Correspondence should be addressed to Dmitriy N. Trushnikov; ur.xednay@rtimidrt

Received 2 July 2017; Accepted 24 August 2017; Published 12 October 2017

Academic Editor: Michael Aizenshtein

Copyright © 2017 Dmitriy N. Trushnikov et al. This is an open access article distributed under the Creative Commons Attribution License, which permits unrestricted use, distribution, and reproduction in any medium, provided the original work is properly cited.

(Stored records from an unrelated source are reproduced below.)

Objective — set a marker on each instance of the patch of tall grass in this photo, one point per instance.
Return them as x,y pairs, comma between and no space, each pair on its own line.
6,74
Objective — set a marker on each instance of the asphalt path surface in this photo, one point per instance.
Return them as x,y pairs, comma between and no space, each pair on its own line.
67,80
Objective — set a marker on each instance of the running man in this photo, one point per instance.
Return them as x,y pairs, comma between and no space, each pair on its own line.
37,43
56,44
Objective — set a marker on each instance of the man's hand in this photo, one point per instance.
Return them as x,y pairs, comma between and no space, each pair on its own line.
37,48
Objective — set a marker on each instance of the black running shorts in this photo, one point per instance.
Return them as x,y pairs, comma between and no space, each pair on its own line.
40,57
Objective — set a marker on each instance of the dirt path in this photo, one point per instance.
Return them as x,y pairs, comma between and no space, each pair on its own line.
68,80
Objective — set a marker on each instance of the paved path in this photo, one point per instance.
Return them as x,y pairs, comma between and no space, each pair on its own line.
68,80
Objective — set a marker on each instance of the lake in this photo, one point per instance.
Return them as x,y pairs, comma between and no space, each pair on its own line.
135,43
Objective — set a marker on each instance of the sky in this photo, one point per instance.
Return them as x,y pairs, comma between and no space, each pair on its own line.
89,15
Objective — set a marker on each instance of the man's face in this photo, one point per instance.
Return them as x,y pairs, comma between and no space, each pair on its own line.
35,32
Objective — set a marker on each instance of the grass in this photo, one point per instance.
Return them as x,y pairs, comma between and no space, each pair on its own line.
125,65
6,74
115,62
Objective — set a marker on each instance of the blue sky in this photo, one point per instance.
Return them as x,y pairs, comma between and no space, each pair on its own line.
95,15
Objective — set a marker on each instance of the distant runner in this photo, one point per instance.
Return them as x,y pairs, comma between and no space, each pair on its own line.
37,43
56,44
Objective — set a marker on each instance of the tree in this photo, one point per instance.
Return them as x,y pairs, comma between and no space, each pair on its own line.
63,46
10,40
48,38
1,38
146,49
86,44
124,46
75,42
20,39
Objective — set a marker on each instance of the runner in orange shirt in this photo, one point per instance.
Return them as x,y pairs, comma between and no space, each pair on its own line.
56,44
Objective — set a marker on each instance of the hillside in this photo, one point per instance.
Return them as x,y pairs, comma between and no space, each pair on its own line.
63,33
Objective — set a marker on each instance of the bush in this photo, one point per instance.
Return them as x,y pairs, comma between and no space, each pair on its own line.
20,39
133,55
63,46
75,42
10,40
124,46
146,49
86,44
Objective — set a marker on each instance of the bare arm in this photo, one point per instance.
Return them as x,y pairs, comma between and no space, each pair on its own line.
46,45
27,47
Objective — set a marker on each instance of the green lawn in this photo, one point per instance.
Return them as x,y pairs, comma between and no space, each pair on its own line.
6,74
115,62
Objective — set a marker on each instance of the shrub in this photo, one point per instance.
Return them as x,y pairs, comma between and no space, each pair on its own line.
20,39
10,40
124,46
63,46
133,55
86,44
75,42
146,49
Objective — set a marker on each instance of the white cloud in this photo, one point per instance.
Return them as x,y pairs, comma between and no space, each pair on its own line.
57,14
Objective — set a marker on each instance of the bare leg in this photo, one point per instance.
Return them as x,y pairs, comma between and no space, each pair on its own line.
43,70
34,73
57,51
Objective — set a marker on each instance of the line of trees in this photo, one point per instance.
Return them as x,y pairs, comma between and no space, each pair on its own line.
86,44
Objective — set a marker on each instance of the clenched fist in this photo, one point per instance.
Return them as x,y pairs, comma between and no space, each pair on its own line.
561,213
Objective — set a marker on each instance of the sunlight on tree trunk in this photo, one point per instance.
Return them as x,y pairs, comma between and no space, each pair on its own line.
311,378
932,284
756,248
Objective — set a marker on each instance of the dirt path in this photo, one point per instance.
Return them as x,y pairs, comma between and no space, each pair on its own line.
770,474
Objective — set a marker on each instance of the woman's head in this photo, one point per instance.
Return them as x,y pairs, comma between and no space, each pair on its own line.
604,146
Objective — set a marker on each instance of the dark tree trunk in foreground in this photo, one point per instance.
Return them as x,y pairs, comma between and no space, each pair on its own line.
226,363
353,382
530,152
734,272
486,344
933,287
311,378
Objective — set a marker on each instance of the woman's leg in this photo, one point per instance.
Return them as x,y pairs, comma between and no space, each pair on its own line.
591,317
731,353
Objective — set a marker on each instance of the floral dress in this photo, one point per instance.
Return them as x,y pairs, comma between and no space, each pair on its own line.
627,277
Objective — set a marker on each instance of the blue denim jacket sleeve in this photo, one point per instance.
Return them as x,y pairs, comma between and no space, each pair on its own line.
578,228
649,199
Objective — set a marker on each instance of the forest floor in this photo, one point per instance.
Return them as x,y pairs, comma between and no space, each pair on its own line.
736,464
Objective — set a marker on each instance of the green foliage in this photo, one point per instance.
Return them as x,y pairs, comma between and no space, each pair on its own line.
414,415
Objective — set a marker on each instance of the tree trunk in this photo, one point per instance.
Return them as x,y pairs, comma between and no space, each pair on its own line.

In our work to formulate a scientific justification for process control methods when processing materials using concentrated energy sources, we develop a model that can calculate plasma parameters and the magnitude of the secondary waveform of a current from a non-self-sustained discharge in plasma as a function of the geometry of the penetration channel, thermal fields, and the beam’s position within the penetration channel. We present the method and a numeric implementation whose first stage involves the use of a two-dimensional model to calculate the statistical probability of the secondary electrons’ passage through the penetration channel as a function of the interaction zone’s depth. Then, the discovered relationship is used to numerically calculate how the secondary current changes as a distributed beam moves along a three-dimensional penetration channel. We demonstrate that during oscillating electron beam welding the waveform has the greatest magnitude during interaction with the upper areas of the penetration channel and diminishes with increasing penetration channel depth in a way that depends on the penetration channel’s shape. When the surface of the penetration channel is approximated with a Gaussian function, the waveform decreases nearly exponentially.